PITTSBURGH INTERNATIONAL — Local man Mark McCall, 42, was reportedly able to provide his three kids significantly more details about Steelers running back Franco Harris than first President of the United States George Washington when passing their statues this morning at Pittsburgh International Airport.

“I can’t believe how cool it was to learn about January 12, 1974 when Franco Harris steamrolled the Vikings for 158 yards and a touchdown on 34 carries,” said McCall’s daughter Eliza, 11, finishing the five pages of notes on Harris and three bullet points surrounded by question marks on Washington she planned to show her social studies teacher. “I also learned that George Washington once chopped down a cherry tree and called it macaroni, though dad said we had to hurry to the gate before I could ask why.”

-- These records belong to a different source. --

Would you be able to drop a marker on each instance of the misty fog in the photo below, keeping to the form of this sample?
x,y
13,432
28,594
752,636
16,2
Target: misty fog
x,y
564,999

McCall’s wife Sarah “was thrilled” at first by her husband’s exuberance before realizing he could only share meaningful details to their children about the Steelers great.

“When I heard words like ‘transcendent’ and ‘exemplary,'” she said, “I figured Mark was talking about some of the great leaders who forged our nation, not Harris’s performance in a 90s natural gas commercial that he had memorized. At the very least, I thought he had enough regard for history that he could tell the difference between ‘Tommy J’ and ‘George Dubb.'”

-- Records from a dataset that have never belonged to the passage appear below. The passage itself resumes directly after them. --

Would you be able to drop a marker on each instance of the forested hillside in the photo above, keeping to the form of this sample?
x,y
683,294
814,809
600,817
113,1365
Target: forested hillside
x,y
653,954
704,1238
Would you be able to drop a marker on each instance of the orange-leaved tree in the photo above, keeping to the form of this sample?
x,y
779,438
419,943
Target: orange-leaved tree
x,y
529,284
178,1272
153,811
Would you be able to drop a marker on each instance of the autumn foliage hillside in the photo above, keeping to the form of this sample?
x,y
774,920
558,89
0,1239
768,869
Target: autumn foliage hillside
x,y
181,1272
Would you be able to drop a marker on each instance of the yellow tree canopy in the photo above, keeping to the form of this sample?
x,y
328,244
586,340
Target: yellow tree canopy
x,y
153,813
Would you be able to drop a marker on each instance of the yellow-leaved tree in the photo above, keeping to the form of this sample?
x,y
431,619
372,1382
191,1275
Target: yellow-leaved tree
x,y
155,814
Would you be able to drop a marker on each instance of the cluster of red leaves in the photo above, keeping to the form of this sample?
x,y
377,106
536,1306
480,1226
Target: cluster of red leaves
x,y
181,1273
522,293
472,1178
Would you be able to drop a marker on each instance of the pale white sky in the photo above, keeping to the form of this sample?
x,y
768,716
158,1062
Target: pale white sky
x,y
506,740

“Also, I’m absolutely certain that no dialogue among the Founding Fathers involved calling one another ‘chief’ or ‘big hoss.'”

Sources close to McCall say he is currently explaining “in painstaking detail” the circumstances that led the Steelers to draft Troy Polamalu in 2003, having abandoned his earlier attempts to explain those that led to the Civil War, Vietnam War, or he and his wife getting married.